What also spoke to me is how she navigated leadership as a woman in a field and geography where that path was far from straightforward. She has spoken openly about the importance of credibility and resilience, once saying, “I think the biggest challenge for women is to believe in themselves.” That line stayed with me because it captures something I’ve seen and experienced regarding how much leadership is not just external, but internal.
Her journey reinforces the kind of leader I aspire to be: someone who combines scientific ambition with strategic vision, and who is willing to challenge the status quo to create something meaningful.
What do you wish more people understood about women’s experiences in business school today?
On the surface, everything looks equal, but in reality, many women are navigating an internal dialogue that often goes unnoticed.
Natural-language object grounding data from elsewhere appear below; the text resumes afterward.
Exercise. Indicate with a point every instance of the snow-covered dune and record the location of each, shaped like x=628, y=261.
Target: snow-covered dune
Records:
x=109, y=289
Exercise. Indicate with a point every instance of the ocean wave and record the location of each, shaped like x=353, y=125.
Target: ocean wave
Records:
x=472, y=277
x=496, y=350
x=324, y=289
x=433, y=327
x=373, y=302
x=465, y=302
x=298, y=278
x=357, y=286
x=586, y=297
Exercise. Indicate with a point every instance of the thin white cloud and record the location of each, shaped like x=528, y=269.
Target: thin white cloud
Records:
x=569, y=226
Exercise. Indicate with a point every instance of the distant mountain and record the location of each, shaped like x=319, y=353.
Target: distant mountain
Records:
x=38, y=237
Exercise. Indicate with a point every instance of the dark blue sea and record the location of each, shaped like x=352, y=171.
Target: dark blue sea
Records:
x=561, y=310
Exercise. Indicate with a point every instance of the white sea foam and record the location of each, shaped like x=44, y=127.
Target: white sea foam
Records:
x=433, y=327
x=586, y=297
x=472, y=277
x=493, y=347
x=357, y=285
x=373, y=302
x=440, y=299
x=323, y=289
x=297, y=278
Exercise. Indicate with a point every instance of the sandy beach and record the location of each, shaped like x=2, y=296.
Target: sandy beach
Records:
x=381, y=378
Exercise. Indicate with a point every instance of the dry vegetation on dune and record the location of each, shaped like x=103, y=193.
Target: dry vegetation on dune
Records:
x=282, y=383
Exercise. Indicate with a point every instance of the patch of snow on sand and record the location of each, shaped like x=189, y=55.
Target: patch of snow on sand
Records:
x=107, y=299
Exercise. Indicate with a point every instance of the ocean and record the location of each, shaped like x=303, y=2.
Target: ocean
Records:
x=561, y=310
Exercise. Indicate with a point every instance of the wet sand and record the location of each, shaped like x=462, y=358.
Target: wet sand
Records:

I’ve seen it in myself and in others that in group settings, there’s this constant second-guessing: “Maybe someone else can say this better,” “Is this the right moment?” “Will my point even add value in a room full of louder voices?” So sometimes, we hold back.
What’s interesting is in rooms with only women, the dynamic often feels different, people are more intentional about making space for each other, encouraging quieter voices, and ensuring all ideas are heard, not just the loudest ones.
That contrast says a lot.
And beyond that, the journey itself isn’t straightforward. Women here are deeply ambitious and absolutely deserve to be in these spaces, and, at the same time, many are balancing multiple pressures from academic, professional, personal fronts. There’s often an internal layer too, a quiet drive to prove something, not just to the world, but to ourselves. It's not just about access or opportunity but also about understanding the nuance of how women experience these environments and how much potential is unlocked when they’re in spaces that allow them to show up fully.
If you were mentoring the next cohort of women arriving at HEC, what’s the one thing you’d want them to know?
At a place like HEC Paris, it’s very easy to look around and assume everyone else is more prepared, more confident, more “meant” to be there. They’re not. Everyone is going through their own inhibitions and biases so don't be afraid to be you. Ask questions, go for opportunities before you feel 100% ready, reach out to people who you think might be out of reach. And lastly, be intentional about the rooms you choose to be in. There will be so many events and opportunities and an incredible ecosystem to be a part of but make sure to step out of comfortable circles.
What hobby, passion, or personal interest has helped keep you grounded during your MBA at HEC, and why is it important to you?
Cooking has always been my reset. Coming home after a long day and making a simple meal I grew up eating instantly grounds me. I had always wanted to start a supper club, and the MBA felt like the right moment to finally act on it. I began by hosting my Leadership Fellows group, and from there, it organically grew into a monthly experience for my cohort.
Each dinner is curated. I design a three-course menu around a theme, set up the space, and bring together around 10 people at the table. Beyond food, what I care about most is what happens around it. I’ve seen conversations unfold in ways that don’t usually happen in structured settings with people opening up about everything from geopolitics to personal passions, even helping each other with opportunities.
That’s exactly what I had envisioned: creating a space where people can connect more authentically. It’s important to me because it reflects a different side of leadership, one that’s about bringing people together, creating environments where others feel comfortable, and building meaningful connections. In the middle of a fast-paced MBA, it’s been both grounding and energizing, a reminder that impact doesn’t always come from formal roles but also from the spaces you create.